I'm having one big problem solving one exercise our professor gave us. I have an $u\in\mathcal{C}(\mathbb{R^{n+1}})$ such as $$\liminf_{|z|\to\infty}u(z)\geq 0$$ and I have to show that $u\geq 0$. With some help from friends and notes from my professor I found the solution of the exercise but there's a passage that's keeps being obscure to me. Can I show that if $\liminf_{|z|\to\infty} u(z)\geq0$ then $u$ has an $\inf$.

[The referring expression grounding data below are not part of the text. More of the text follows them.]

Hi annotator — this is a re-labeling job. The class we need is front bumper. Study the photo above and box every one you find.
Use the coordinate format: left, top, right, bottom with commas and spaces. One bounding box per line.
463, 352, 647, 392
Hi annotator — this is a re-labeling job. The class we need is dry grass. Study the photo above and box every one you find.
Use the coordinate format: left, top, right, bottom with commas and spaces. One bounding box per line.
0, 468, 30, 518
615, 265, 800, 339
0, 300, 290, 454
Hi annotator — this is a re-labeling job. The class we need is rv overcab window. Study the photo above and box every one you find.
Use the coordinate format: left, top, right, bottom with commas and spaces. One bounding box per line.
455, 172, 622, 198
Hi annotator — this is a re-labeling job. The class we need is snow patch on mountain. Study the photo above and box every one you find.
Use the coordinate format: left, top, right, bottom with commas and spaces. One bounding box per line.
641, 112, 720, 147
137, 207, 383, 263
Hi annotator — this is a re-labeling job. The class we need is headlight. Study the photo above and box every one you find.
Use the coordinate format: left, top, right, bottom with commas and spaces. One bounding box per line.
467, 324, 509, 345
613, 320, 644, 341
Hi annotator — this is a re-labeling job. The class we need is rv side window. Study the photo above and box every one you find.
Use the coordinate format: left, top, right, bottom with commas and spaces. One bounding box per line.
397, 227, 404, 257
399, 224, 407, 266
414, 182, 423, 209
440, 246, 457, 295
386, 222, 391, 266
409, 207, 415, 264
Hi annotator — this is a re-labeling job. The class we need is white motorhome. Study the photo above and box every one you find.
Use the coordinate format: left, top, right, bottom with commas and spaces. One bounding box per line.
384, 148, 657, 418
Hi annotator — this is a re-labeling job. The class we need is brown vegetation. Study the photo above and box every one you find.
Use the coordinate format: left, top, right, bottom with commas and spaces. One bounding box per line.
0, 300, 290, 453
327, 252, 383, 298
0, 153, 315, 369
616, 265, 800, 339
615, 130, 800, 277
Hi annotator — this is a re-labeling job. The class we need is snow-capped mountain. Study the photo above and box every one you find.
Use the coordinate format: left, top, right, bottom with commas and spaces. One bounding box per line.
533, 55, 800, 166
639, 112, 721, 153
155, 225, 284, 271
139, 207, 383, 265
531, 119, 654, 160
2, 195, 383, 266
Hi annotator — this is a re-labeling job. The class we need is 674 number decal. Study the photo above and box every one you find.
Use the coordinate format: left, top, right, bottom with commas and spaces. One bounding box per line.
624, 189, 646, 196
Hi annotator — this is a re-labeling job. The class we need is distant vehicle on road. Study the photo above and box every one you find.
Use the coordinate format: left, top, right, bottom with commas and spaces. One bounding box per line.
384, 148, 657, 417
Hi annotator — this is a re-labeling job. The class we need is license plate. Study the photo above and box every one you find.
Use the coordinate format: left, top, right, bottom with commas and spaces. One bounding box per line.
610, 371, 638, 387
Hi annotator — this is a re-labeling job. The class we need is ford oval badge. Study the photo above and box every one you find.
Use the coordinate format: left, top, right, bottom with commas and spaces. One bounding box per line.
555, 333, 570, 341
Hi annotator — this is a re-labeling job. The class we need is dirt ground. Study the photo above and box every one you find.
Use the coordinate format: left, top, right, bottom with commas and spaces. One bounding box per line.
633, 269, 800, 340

I've spent the last three days asking to some firend of mine but we didn't come to a conclusion. Can anyone help me?.
Ps.:
We call $u\in\mathcal{C}(\Omega)$ as a caloric function and it's defined as follow:
$u\in\mathcal{C}(\Omega)$ iff $u:\Omega\to\mathbb{R}$, with $\Omega\subseteq \mathbb{R}^{n+1}$ it's an open subset, and $u$ has the two following properties:
- $u\in C^{2,1}(\Omega,\mathbb{R})$ i.e.: $\partial_{x_j}u,\;\partial_{x_jx_i}u,\;\partial_{t}u$ exisist in any point of $\Omega$ and are continuos function in $\Omega$, for all $i,j=\lbrace1,2,...,n\rbrace$
- $Hu(z)=\triangle u(z)-\partial_t u(z)=0\;\;\;\;\forall z\in \Omega$
Because $\liminf_{|z|\to \infty} u(z) \ge 0$, then for any $\epsilon > 0$, there is an $R$ such that if $|z| > R$, then $u(z) > -\epsilon$. For this, it is sufficient to have a fixed value, say $\epsilon = 1$. So for $|z| > R, u(z) > -1$.
But $u$ is continuous on the closed ball $\overline B_0(R) = \{z \mid |z| \le R\}$. That ball is closed and bounded, and therefore compact. The continuous image of a compact set is itself compact, so $u(\overline B_0(R))$ is a compact subset of $\Bbb R$. Any such set is bounded, so $u$ has some lower bound on $\overline B_0(R)$ and a lower bound of $-1$ on its complement. Therefore $u(\Bbb R^{n+1})$ is bounded below and must have an infimum.